“I am just shocked beyond belief,” said Jennifer Kim, a St. John’s graduate who was taught by Dr. Marshall. “If he wanted to, he could have made money — lots of money — years ago.”
Suspicious trading has set off alarms at the S.E.C. during the record rush of corporate takeovers in recent years. Since 2006, the agency has filed more lawsuits related to insider trading than during the entire decade of the 1990s.
But the usual suspects are bankers, analysts and executives — not academicians like Dr. Marshall, the author of books like “Financial Engineering: A Complete Guide to Financial Innovation.”
Yet, like many business school professors, Dr. Marshall, 56, and Dr. Tucker, 47, built twin careers by hopscotching from teaching to consulting. Dr. Marshall’s stature in the field of finance eventually lead a board position at a fledgling electronic exchange for stock options — a position the S.E.C. said he had used to pass illegal tips to Dr. Tucker, a friend and business associate. The men declined to comment for this article.
It’s a remarkable turnabout for Dr. Marshall, who co-founded the leading professional society for practitioners of financial engineering, the International Association of Financial Engineering, the math-heavy discipline that revolutionized Wall Street in recent years.
Ms. Kim recalled how her former professor gave away complex computer software to his students. Dr. Marshall helped establish a graduate program in financial engineering at Polytechnic University in Manhattan and fostered the explosive growth of financial derivatives. He also became a popular lecturer at banks like Goldman Sachs , Deutsche Bank and Merrill Lynch .
Few people on or off Wall Street moved in such rarefied financial circles. During a long, distinguished career, Dr. Marshall mixed with Nobel laureates like Myron S. Scholes, Fischer Black and Franco Modigliani — whose pioneering theories transformed the world of finance — while he himself lived modestly on Long Island.
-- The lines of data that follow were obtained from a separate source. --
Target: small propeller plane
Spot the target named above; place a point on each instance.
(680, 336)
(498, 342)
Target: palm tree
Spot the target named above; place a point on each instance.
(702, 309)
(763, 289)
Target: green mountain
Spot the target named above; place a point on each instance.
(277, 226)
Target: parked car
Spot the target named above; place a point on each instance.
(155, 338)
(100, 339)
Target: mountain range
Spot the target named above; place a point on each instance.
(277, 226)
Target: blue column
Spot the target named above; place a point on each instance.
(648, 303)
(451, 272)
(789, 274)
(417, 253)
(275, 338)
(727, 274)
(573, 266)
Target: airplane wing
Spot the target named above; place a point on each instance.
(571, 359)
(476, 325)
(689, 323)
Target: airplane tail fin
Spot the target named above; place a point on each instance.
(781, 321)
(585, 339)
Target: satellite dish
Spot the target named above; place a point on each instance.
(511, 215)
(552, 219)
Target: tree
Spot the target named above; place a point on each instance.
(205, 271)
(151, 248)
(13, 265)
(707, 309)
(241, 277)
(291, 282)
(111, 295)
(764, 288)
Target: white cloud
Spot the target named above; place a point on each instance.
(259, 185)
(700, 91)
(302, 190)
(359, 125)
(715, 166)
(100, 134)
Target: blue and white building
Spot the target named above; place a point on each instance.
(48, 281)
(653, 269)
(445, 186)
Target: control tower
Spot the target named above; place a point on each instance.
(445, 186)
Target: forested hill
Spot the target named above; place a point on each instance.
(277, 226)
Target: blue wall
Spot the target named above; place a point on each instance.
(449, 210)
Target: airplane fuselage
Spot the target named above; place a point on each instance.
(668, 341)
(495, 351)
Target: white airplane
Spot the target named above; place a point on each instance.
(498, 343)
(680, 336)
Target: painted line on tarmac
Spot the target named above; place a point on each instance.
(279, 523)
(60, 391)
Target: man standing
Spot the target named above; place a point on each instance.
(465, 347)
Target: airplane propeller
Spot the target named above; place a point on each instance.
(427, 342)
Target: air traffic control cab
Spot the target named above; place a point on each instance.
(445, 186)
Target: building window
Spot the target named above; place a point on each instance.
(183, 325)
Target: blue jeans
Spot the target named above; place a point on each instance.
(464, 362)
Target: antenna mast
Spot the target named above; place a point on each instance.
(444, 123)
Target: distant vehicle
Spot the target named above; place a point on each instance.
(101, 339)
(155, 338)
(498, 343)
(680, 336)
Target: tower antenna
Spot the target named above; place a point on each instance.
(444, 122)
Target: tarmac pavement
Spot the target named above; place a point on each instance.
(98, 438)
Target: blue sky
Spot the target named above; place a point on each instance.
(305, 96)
“Everybody loves Jack Marshall” said David F. DeRosa, president of DeRosa Research and Trading and a former Wall Street trader. “He is like the uncle of derivatives.”
In an essay published in the 2007 book, “How I Became a Quant,” Dr. Marshall wrote that his work on Wall Street had informed his academic research.
“What I was seeing during the day in the Street was growing increasingly at odds with what I saw being taught in business schools,” Dr. Marshall wrote. “Most of academia was missing the great transformation that was taking place in finance.”
He recruited Dr. Tucker to help edit the financial engineering society’s journal, and together they proposed new types of options that companies might use to protect themselves from economic downturns. The pair also opened a small consulting firm in Port Jefferson, N.Y.